As an emerging resource over the past several years, the sharing economy could change how you commute, travel, rent vacation places and perform daily activities, especially in relation to your business’ growth—and business taxes.

Sharing economies allow individuals and groups to split the expense of technological advancements while not taking on the sole financial responsibility of the product or service.

Also known as the on-demand, gig, or access economy, sharing economies also help alleviate some of the stress of business income tax obligations, especially for the self-employed and small business owners.
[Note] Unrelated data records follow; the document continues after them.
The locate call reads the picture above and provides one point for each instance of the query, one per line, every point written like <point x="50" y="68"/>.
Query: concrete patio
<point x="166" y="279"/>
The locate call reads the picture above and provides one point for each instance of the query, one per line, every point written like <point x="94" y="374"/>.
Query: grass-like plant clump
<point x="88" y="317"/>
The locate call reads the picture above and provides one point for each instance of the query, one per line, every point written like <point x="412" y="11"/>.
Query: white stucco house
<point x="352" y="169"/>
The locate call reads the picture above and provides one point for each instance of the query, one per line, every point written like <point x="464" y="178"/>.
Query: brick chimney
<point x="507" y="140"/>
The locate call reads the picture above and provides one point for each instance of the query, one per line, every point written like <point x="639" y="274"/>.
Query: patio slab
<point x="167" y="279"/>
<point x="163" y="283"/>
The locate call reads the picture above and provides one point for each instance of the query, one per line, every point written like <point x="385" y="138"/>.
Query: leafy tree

Due to the possible tax implications for companies or individuals providing these services, the IRS launched the new Sharing Economy Resource Center website (https://www.irs.gov/businesses/small-businesses-self-employed/sharing-economy-tax-center) designed to help you locate information regarding your tax obligations when participating in sharing economies.

The site offers tips and resources on a variety of topics ranging from filing requirements, estimated tax payments, self-employment taxes, and tips for both individuals performing services and companies providing services.
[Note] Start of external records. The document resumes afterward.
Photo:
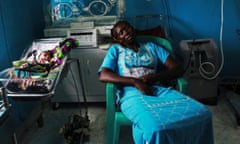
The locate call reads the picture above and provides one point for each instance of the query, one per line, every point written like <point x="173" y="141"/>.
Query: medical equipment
<point x="200" y="58"/>
<point x="87" y="38"/>
<point x="63" y="9"/>
<point x="43" y="86"/>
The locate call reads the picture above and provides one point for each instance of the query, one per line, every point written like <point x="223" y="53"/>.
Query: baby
<point x="39" y="65"/>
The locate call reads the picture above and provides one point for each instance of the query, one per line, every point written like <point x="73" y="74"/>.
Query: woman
<point x="133" y="67"/>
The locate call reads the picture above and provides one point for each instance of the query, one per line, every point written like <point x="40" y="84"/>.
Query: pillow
<point x="156" y="31"/>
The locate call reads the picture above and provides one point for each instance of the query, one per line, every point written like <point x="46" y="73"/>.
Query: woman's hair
<point x="113" y="32"/>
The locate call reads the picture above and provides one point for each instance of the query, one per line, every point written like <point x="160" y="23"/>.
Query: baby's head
<point x="45" y="57"/>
According to the IRS, the following key points are additional tax issues in the sharing economy:

  • Taxes. Income received from a sharing economy activity is generally taxable, even if the recipient doesn’t receive a Form 1099, W-2 or other income statement.
  • Deductions. For those who qualify, simplified options are available for deducting many business expenses.
  • Rentals. Usually, rental income must be reported in full unless the dwelling unit is rented out fewer than 15 days per year, in which case no rental income is reportable. Deductible expenses such as mortgage interest, real estate taxes, casualty losses, maintenance, utilities, insurance and depreciation, reduce the amount of rental income that is subject to tax.
  • Estimated Payments. If you’re involved in the sharing economy, you must remit estimated tax payments during the year to cover your obligation.
  • Payment Options. Estimated tax payments can be made electronically using IRS Direct Pay or through the Treasury Department’s Electronic Federal Tax Payment System.
  • While using the sharing economy, request your employer withhold additional tax from your paycheck, so you won’t end up owing taxes.

Although sharing economies is a developing resource, the tax implications must be understood for both the companies that provide the services and the individuals who perform the services.